Lingerie TALK vol.20 『トリンプ』

トリンプ・インターナショナル・ジャパン(株)

コア&サブブランド クリエイティブデザイン シニア・マネージャー 

戸所由美子さん(後編)

 

「女性の悩みをすべて解決した“究極のブラ”を作りたい」

その気持ちは、今も23年前も同じです

 

ランジェリー界で活躍する方々のルーツ、ポリシー、そして夢を語って頂く、「Lingerie Talk @ Lingerie Press」。今回はトリンプ・インターナショナル・ジャパン(以下、トリンプ)で『天使のブラ』『フロラーレ バイ トリンプ』『エッセンス バイ トリンプ』など主力ブランドのものづくりを統括する戸所由美子さんに登場していただきます。『天使のブラ』が誕生した経緯、そしてグローバルブランドとして、ヨーロッパやアジア諸国との連携はどのようにとられているのか、さまざまなお話を伺いました。

1年で終わると思っていたのが
年間197万枚売る大ヒット商品に

 

川原好恵(以下、川原):今や『天使のブラ』はトリンプを代表する商品となりましたが、どのようにして誕生したのですか?

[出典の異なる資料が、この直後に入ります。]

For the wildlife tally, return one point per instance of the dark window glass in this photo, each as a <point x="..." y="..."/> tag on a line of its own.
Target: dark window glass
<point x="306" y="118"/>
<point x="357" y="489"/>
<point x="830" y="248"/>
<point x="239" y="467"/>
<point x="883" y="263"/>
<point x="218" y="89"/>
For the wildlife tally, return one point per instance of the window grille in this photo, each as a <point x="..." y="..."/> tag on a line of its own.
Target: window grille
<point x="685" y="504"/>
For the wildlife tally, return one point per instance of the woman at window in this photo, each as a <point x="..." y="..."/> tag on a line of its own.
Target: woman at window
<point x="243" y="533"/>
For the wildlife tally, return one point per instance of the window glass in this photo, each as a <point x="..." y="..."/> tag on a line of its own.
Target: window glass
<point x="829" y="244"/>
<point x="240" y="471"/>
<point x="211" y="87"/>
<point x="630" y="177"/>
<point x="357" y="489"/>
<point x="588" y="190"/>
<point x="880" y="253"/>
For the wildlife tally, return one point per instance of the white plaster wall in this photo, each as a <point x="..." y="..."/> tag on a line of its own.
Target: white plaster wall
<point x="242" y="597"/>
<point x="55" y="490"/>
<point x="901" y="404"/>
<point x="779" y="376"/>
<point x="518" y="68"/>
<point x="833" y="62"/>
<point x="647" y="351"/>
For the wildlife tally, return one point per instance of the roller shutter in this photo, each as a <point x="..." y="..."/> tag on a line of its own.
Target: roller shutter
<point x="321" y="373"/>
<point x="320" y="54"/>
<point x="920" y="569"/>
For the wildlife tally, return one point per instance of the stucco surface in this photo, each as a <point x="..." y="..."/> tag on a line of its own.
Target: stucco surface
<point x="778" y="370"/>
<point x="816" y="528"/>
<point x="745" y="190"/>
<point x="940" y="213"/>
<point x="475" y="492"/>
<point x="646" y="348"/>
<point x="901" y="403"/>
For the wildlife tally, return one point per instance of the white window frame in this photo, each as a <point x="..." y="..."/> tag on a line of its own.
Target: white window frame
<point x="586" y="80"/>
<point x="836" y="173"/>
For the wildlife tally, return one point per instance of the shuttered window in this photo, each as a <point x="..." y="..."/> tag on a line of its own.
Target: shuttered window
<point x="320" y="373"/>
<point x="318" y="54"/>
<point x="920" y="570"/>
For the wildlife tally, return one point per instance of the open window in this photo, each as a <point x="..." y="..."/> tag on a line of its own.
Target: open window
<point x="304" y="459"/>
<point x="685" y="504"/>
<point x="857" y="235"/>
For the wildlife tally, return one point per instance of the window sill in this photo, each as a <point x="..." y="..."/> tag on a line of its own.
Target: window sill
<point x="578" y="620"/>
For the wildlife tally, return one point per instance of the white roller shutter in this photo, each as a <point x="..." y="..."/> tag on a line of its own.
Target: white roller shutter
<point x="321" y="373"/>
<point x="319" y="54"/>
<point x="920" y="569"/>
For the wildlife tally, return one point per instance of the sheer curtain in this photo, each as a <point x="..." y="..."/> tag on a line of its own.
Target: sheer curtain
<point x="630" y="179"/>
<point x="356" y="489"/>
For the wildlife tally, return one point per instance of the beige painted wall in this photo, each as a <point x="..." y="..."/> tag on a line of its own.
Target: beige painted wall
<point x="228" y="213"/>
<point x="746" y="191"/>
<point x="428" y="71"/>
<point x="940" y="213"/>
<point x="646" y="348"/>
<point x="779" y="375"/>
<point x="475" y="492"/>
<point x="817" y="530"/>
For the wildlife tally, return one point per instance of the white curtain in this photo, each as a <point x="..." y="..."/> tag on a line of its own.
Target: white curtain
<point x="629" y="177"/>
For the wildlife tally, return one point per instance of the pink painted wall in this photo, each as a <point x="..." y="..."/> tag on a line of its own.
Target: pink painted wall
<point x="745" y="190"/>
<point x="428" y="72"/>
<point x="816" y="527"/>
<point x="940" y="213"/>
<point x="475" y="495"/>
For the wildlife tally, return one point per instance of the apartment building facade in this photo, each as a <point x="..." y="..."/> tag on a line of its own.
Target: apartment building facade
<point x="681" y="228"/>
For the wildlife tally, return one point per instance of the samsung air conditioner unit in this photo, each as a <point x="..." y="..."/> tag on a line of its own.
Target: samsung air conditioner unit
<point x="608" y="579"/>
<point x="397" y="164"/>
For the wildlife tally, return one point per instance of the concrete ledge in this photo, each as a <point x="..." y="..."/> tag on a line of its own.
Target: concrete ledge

戸所真由美シニア・マネージャー(以下、戸所):『天使のブラ』は1994年に誕生したのですが、実はその前身となる『優子』という商品があって、それが1992年に発売されました。とてもソフトで肌触りが良いツーウェイのマイクロファイバーが出て、それをブラジャーに使いたいと思ったのがきっかけです。『優子』はワイヤーが当たって痛いという声に応えた、とても優しい着け心地のブラジャーでした。

川原:『天使のブラ』は谷間メイクブラの代名詞的な存在ですが、デビューのときからそのコンセプトだったんですか?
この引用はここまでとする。